The new agreement contains a key provision that allows US cargo carriers to
establish hubs in China once specific criteria are met.
"Moreover, If the market never opens up, those less competitive local
carriers will still face no true pressure to drive forward and thus have no
chance to grow up," Dong Nianqing, professor with Civil Aviation Management
Institute of China, said last week.
According to the aviation expert, by competing face to face and increasing
co-operation with foreign counterparts, Chinese airlines can improve their
service and products, and more importantly, sharpen their sales and marketing
expertise.
Nowadays, some local air firms would rather leave seats vacant, but do not
sell them at flexible prices before taking-off.

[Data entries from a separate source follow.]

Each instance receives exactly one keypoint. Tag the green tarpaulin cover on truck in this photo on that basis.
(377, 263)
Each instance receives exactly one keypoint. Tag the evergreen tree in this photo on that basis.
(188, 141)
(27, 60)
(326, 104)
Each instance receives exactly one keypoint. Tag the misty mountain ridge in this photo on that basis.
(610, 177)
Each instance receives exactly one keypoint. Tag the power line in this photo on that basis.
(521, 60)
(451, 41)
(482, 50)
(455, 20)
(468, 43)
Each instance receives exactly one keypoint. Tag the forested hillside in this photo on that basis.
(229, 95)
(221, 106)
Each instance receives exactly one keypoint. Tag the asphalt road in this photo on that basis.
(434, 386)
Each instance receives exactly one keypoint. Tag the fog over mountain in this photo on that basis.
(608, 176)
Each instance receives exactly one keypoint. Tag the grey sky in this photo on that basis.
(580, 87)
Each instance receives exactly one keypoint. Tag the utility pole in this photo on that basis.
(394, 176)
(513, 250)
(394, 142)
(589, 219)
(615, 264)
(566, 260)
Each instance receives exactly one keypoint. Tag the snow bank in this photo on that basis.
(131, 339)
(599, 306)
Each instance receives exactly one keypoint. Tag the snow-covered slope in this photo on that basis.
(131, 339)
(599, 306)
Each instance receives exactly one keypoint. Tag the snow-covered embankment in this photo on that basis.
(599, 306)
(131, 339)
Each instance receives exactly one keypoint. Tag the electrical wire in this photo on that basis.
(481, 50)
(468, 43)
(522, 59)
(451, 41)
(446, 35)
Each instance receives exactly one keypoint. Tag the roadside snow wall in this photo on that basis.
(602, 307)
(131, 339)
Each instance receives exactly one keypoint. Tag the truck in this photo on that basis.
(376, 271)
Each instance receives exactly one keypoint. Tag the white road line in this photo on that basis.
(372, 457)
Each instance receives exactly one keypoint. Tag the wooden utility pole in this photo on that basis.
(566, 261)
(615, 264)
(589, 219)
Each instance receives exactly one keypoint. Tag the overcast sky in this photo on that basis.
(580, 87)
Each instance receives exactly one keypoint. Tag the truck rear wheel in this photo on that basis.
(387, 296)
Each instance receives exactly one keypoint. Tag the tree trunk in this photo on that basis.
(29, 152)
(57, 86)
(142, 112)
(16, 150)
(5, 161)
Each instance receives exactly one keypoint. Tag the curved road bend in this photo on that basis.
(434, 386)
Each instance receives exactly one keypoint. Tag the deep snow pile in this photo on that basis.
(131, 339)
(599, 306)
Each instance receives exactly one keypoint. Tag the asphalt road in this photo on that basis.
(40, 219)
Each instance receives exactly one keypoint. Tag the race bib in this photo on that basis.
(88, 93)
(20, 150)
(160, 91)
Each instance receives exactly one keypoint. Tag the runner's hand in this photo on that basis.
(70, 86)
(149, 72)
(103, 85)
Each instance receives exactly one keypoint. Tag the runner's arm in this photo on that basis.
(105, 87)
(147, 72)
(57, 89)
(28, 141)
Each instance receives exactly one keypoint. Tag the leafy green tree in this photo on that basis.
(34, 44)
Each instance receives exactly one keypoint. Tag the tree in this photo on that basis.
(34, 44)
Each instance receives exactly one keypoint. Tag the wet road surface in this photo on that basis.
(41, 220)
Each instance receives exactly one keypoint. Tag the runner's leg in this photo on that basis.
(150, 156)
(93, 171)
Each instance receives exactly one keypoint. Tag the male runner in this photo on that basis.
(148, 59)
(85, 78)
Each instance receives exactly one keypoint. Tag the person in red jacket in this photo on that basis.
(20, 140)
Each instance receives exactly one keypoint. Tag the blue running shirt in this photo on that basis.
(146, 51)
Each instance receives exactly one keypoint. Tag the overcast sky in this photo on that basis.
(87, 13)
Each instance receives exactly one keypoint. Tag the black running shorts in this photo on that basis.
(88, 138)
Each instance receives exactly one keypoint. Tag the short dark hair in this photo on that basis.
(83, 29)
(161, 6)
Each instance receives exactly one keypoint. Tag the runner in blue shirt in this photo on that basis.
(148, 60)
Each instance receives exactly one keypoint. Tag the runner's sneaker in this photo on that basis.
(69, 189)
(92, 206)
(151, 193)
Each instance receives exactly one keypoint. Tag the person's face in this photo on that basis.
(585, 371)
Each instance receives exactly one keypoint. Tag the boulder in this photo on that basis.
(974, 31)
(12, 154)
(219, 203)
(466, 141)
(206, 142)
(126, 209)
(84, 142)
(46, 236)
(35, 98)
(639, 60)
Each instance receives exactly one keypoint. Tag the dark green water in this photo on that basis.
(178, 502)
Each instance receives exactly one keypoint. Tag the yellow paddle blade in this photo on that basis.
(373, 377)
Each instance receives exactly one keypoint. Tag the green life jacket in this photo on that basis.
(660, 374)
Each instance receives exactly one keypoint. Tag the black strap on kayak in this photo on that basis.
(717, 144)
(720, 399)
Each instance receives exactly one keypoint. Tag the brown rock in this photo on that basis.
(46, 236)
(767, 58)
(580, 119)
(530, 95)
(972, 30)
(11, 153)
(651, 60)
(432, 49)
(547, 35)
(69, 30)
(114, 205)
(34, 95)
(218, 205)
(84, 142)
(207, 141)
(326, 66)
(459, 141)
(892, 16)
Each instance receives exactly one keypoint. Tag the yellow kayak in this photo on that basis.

"Adopting flexible pricing mechanism, stringent cost-control system and
adjustable marketing strategy is key to success for major local carriers," Dong
suggested.
However, since the domestic aviation market is far from mature, lacking
enough and effective laws and regulations to govern and address all aspects of
the industry, it will be hard for carriers to follow the example of their
overseas counterparts.
"Take the pricing as an example, a vicious price war will be unavoidable once
the authority totally relax it controls," Dong added.
Open attitude
Ren Shengli, a senior press official with Air China, China's flag carrier,
said the airline will embrace the opening of the Sino-US aviation market with an
open mind.
"We acknowledge the distance between us and global giants. But the opening of
the market will be an avoidable trend. We will deal with both these challenges
and chances with a positive attitude and actions," Ren stressed.
"After all, the market opening also give us chance to step out and strive to
expand," Ren said.
The market-liberalizing Sino-US agreement was reached in Washington last
month after four rounds of talks starting last February.
The last agreement to expand US-China air services was concluded in April
1999, when each country's carriers were allowed to increase their weekly flights
from 27 to 54, and each side was allowed to designate one additional airline,
for a total of four, to serve the market.
Nowadays, four local carriers -- Air China, China Southern Airlines, China
Eastern Airlines and China Cargo Airlines, are flying only 48 flights per week
on the Sino-US route.
The new agreement will allow five additional airlines from each country to
serve the US-China market.
The United States may name one additional all-cargo airline, while China may
name either a passenger or cargo airline, to start a service later this year.
The other four new-entrant airlines may be either passenger or cargo
carriers, with one new carrier entering the market in 2005, 2006, 2008 and 2010.
The agreement also will allow for an additional 195 weekly flights from each
side -- 111 by all-cargo carriers and 84 by passenger airlines -- resulting in a
total of 249 weekly flights at the end of a six-year phase-in period.
"This agreement recognizes the critical role of commercial aviation in the
rapidly growing US-China trade relationship," Norman Mineta, secretary of the US
Transportation Department said.
"This agreement represents a giant step forward in creating an international
air transportation system that meets the needs of the new global marketplace."
At present, FedEx, UAL Corp's United, Northwest Airlines and UPS are the only
US carriers currently allowed to fly to China. They want to expand service into
the Chinese mainland, and other carriers, notably AMR Corp's American Airlines,
would like to begin offering services.